Many of the comments reflected that the metrics currently presented seemed too link-centric and did not necessarily offer insight into characterizing devices that combined network and link based forwarding technology such as edge devices.

Another comment suggested that the measuring buffering ability and impact may be useful.

With that Dubray closed the working group session and stated the WG goals for the next period:

** Minutes after the WG adjournment, the Cell/Call terminology draft's editors arrived having experienced flight delays. An auxillary meeting was announced and was held on Tuesday, Dec 8.

The minutes of that meeting follow:

Terminology for Cell/Call Benchmarking

Jeff Dunn and Cynthia Martin gave a quick overview of the presentation to meeting attendees. The presentation is to be posted to the list and in the BMWG minutes.

Following the presentation, some issues were discussed.

It was asked, "What is the goal of the draft given that other organizations (ITU-T, ATMF, etc.) are operating in this space. The editors responded that they were leveraging existing work, because the this work helps differentiate the parameters that may affect the IP context. For example, CDV is a factor that will affect TCP on the user layer.

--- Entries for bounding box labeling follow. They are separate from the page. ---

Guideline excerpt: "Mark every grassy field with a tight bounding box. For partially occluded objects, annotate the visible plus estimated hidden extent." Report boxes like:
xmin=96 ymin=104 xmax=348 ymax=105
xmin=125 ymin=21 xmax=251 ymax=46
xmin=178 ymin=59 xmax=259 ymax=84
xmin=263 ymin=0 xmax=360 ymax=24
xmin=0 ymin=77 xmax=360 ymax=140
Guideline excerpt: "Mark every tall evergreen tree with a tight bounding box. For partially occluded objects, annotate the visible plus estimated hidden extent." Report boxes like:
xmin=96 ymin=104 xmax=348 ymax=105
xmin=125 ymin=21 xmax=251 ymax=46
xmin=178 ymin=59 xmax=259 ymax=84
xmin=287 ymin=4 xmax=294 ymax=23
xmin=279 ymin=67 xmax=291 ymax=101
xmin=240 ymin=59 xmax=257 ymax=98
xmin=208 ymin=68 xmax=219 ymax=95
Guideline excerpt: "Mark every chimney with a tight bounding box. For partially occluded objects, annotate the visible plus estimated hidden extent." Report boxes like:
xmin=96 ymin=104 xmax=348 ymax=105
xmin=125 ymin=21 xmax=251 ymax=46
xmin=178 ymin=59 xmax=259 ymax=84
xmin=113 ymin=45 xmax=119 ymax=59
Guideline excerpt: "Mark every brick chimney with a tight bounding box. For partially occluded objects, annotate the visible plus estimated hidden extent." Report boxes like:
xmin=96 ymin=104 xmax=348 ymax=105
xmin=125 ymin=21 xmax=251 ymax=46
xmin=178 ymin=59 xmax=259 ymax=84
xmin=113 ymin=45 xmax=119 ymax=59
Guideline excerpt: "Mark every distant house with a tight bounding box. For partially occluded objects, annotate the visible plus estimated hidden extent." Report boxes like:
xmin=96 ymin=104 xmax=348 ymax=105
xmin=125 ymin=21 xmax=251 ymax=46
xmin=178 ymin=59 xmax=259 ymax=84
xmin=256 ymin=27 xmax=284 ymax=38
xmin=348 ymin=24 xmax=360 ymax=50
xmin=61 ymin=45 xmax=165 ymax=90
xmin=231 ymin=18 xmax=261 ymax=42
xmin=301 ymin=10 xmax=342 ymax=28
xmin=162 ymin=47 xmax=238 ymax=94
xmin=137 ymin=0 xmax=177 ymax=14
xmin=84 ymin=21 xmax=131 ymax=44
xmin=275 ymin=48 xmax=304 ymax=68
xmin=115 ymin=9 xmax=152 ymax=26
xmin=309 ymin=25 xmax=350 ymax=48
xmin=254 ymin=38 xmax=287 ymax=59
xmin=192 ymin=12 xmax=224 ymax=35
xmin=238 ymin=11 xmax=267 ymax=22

The authors communicated taking a "layered" approach, e.g., how does the service provider affect the service user(s). For example, if you have an error at the ATM layer, it has an implication at the AAL level, which has implications on the IP layer and TCP layer. The document needs to point out that there is correlation to higher layer(s).

Authors also stated their belief that restricting the document's scope to ATM may allow for quicker prototypical work.

The authors put forward the notion that they would like to advance the methodological work - if nothing else, they would like to start discussion on how to architect the methodolgy. The goal would be to produce a usable framework for testing, independent of implementation.

When queried as to the changes for the next version of the terminology draft, the editors stated that they would like to develop the discussion section and enhance the measurements offered.